One patient was thoroughly examined and found to be normal by fundoscopic eye exam, audiogram, and urine density (Supplementary Fig. 4), confirming the reported absence of other WS manifestations (optic nerve atrophy, hearing loss, and diabetes insipidus) in that case.
The remaining six patients had mutations in other MODY genes (Table 1), but the numbers were too small for statistics (Supplementary Table 2). Two patients had mutations in KLF11 (MODY7) and PAX4 (MODY9), OMIM (Online Mendelian Inheritance in Man) genes whose role in monogenic diabetes remains unconfirmed. Only one KLF11 mutation met pathogenicity-prediction criteria, versus two control subjects (P = 0.25), not providing support for this gene. NEUROD1 is better established as the cause of MODY6 (15) and supported by our finding of a mutation in one patient (deleterious by all 5 algorithms) vs. 0 of 866 control subjects. Other well-established genes found to be mutated were HNF1B, ABCC8, and GCK (each in two patients) and INS (one patient).

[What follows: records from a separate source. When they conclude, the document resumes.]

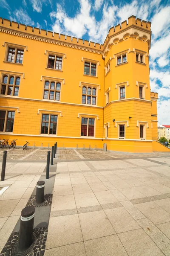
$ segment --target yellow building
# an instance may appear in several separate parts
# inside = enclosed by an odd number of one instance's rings
[[[0,18],[0,138],[157,150],[150,26],[131,16],[100,45]]]

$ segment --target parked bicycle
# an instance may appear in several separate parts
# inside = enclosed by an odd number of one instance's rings
[[[9,149],[9,144],[8,141],[9,140],[9,139],[4,139],[3,141],[1,142],[0,144],[0,147],[2,149],[3,149],[4,148],[6,148],[6,146],[8,146],[8,147]]]
[[[29,144],[29,142],[28,142],[28,141],[27,141],[26,140],[26,143],[23,146],[23,150],[24,150],[24,149],[28,149],[28,144]]]
[[[16,147],[16,140],[13,140],[11,142],[11,144],[9,147],[9,149],[10,148],[14,148]]]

Both HNF1B mutations were complete gene deletions within the known recurrent microdeletion at 17q22, reported to account for as many as 50% of MODY5 cases (16). The two patients had LOH over at least 1.4 Mb that encompassed HNF1B among 28 genes (Fig. 1, top). Over the LOH region in each patient, each of 178 exons had approximately half the read counts of the average of all other patients (Fig. 1, bottom); P = 7.5 × 10−15 and 1 × 10−16 for patients 17 and 18, respectively. Adjacent to the deletion, there were no shared haplotypes, indicating independent occurrence in two different ancestral chromosomes.
Fasting C-peptide, available in 56 of 82 patients, varied widely and was no different between patients with or without a mutation (mean 249.5 vs. 280.5, P = 0.6699). (Supplementary Fig. 5A).
For the 82 patients (37 females), the median age at diagnosis was 20 years (range 1–61). Patients with mutations were younger: median age at diagnosis 13.5 vs. 23.2 years (P = 0.0297) (Supplementary Fig. 5B).
In a parallel study, 126 T1Dclin autoantibody-negative patients, including 44 whose DNA sample was unsuitable for WES, were tested for mtDNA mutations by Sanger sequencing. Four had the m.3243A>G mutation and two the m.3316A>G, both previously reported in Chinese patients with diabetes (17,18). Heteroplasmy, estimated from the sequencing peaks, ranged from 6.2 to 50.4% (Supplementary Table 5)—well within the described range (19).
The distribution of genetic causes of 18 confirmed cases of monogenic diabetes and 6 cases of mitochondrial diabetes is shown in Supplementary Fig. 6.